We met some kindred spirits who live in Eureka & who were selling the right "needs a bit o' work" trailer.  Spent an hour with them observing, inspecting, testing & then buying & cleaning out the trailer.  Had a bit of an adventure getting it home (we're planning to completely replace the wiring anyhow so this will be our last no lights adventure).   We're being cautious to make too many plans right away.  We'll first repair the essentials (wiring, bodywork, tie downs for the bikes), then take on other projects as they become necessary.  Mostly we plan to set up tie downs and use bungees.  It doesn't need to be perfect to begin with.  I'm a little freaked out to be moving closer to our retirement (I really do like where we are) but I'm quite excited about this new part of our adventure.

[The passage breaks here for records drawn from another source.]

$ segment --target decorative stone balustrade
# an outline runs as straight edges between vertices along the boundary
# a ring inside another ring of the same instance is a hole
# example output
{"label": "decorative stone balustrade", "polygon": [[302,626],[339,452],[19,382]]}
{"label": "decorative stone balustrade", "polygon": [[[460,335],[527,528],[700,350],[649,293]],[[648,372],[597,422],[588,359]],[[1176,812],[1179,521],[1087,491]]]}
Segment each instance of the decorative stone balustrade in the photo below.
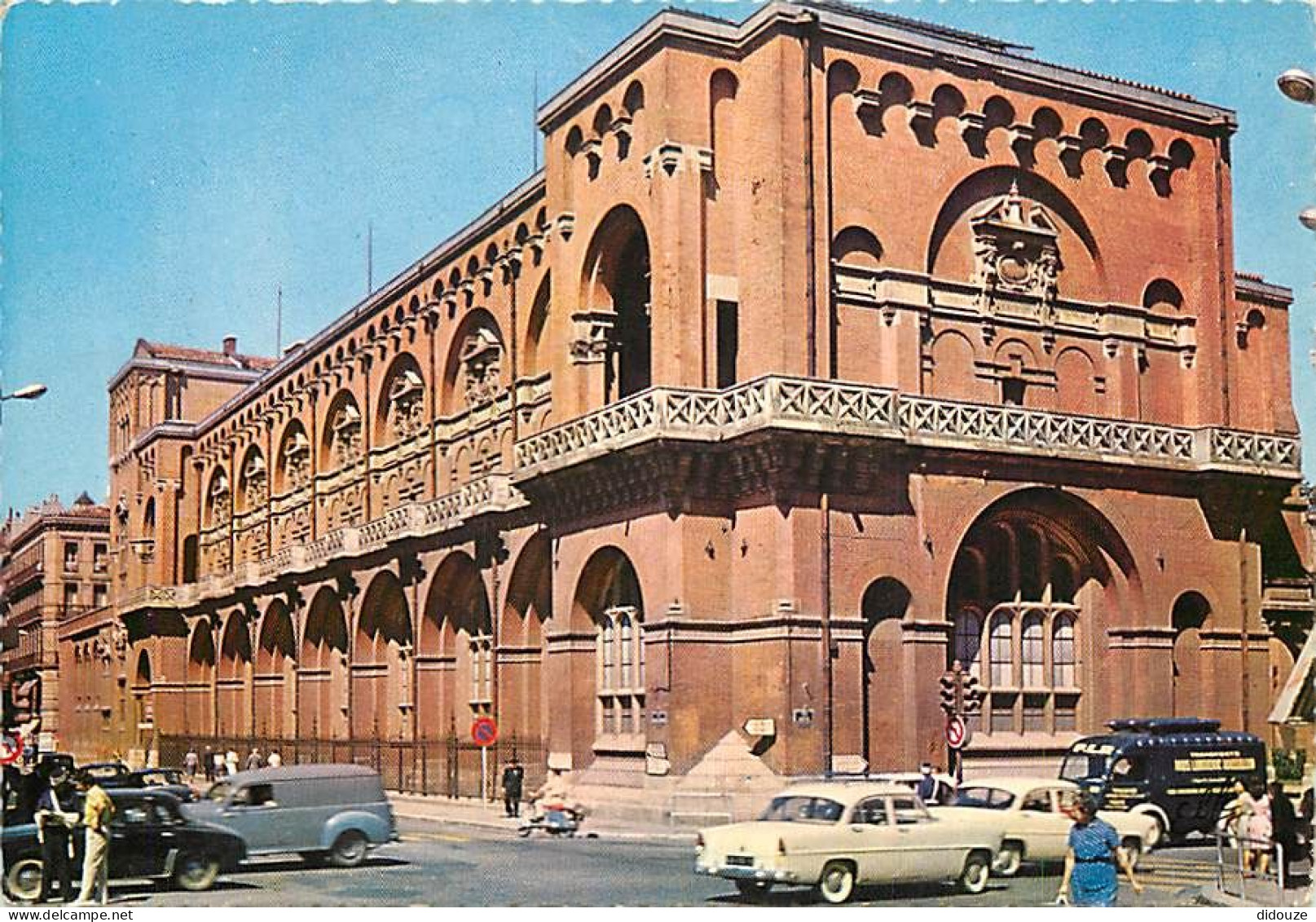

Tonight we as we stood in the driveway supposing and sweeping cement dust out of the trailer it felt right.  Not brand new, not more than we could afford, not too much work, don't have to feel bad if it gets scratched...just right.  This trailer will serve us well, and help us have fun.

Today was a good day.

My Daddy's been on my mind a lot lately.  We haven't had a talk that I can remember, but I sure do feel like he's been around.  Perhaps it's the projects, it always seems like he's here helping whenever I take on a little bit more than I can handle.  His 'figure it out' mentality is one of the things I'm very glad to have inherited.  But mostly I just recognize the head pats;  Every now & then I get that awesome rumbly hug sensation.  It's nice.

Gonna sign off now & go help Scott snuggle Spazzy.  She's shedding and can't get enough grooming type attention.